# white sweet clover seed and white clover seed



## rkr (Oct 30, 2008)

I found a source for white blossom sweet clover seed.
Nixa seed and hardware in Nixa, MO
Talk to Larry 1 (417)725-3512
http://www.nixahardware.com/http://www.nixahardware.com/

They had a good price on regular white clover seed as well (better than I have been able to find locally by $1.50 a pound). They also have the inoculate for the seed. The white blossom was $2.46/lb. Cheaper if you by a whole 50lb sack. That's not bad for pure white blossom sweet clover seed.

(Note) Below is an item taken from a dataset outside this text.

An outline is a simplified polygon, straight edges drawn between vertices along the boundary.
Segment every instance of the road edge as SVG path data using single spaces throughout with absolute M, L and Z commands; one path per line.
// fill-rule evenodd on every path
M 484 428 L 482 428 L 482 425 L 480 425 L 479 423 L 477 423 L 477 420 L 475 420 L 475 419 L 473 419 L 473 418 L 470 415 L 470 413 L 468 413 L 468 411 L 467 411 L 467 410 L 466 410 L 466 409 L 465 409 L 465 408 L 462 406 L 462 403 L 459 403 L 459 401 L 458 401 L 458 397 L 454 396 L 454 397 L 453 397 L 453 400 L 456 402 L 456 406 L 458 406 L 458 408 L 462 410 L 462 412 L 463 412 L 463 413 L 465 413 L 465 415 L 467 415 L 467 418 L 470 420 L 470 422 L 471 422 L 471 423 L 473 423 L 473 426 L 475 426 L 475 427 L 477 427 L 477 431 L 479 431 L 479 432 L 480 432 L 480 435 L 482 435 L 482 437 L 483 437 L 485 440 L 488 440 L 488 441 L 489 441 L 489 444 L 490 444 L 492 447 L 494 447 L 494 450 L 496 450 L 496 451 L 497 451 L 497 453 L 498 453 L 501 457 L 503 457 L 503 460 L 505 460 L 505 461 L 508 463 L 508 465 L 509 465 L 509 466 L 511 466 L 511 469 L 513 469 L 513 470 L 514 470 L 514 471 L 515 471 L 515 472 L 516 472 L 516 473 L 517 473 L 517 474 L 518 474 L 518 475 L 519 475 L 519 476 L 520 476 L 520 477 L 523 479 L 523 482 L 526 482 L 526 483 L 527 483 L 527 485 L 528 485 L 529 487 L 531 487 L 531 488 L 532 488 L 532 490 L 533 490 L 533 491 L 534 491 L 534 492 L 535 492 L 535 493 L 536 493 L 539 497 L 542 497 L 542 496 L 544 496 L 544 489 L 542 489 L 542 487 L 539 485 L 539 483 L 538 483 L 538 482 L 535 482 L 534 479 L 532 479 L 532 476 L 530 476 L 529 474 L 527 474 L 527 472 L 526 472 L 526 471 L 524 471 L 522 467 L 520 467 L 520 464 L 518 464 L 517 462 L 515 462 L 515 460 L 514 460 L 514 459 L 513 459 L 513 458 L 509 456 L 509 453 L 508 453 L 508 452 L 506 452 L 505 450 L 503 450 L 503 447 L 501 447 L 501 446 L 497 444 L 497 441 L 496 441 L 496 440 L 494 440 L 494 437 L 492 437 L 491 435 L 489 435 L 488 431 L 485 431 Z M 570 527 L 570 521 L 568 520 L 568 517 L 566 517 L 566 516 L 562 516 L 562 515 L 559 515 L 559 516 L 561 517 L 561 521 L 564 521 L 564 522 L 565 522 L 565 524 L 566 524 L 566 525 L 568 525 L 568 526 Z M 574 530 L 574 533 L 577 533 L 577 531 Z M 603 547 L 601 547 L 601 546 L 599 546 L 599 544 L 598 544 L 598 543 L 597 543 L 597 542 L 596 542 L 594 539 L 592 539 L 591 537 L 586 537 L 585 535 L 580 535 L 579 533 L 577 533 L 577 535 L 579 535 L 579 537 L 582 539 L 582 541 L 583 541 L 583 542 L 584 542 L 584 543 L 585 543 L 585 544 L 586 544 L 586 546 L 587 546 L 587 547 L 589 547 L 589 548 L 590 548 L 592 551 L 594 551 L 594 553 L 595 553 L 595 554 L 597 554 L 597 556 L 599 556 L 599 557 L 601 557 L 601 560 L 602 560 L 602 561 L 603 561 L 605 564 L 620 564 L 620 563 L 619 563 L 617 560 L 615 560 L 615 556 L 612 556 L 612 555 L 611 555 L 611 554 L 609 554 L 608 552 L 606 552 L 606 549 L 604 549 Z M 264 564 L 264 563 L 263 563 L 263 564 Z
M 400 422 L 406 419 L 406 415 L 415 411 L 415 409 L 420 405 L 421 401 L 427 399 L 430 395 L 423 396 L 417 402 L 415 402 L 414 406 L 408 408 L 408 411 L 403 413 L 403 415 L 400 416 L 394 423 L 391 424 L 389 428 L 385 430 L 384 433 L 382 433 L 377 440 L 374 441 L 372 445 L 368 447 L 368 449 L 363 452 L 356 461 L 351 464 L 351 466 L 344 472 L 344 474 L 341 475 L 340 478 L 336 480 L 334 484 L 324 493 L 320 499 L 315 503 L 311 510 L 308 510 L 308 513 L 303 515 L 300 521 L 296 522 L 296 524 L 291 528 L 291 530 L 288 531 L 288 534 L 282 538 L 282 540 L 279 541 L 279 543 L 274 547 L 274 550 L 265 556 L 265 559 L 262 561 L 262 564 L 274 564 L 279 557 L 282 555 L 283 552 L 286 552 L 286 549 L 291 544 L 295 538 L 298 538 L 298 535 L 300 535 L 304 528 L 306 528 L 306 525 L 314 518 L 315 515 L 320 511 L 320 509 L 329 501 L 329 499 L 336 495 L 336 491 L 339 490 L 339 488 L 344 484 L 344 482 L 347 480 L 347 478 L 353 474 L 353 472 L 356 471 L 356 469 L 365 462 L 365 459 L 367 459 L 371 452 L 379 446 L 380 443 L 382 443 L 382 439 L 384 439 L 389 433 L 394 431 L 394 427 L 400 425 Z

The best deal on yellow blossom sweet clover is still Camp 9 in the for sale section. If he still has some.

RKR


----------



## Farmsteader (Mar 12, 2010)

We spoke to either our Conservation or Farm Extention office that had seed bags, i thought they were selling some really reasonable so you might wanna check it, if you can find Organic even better , Best Wishes, AJ and Denise 
NoArkansas


----------



## brooksbeefarm (Apr 13, 2008)

rKr, i get mine from our local MFA feed store here in Fair Grove, Mo. They buy it from the Green Seed Co. (wholesale house) in Springfield Mo. Nixa Hardware probably get theirs there to. Jack


----------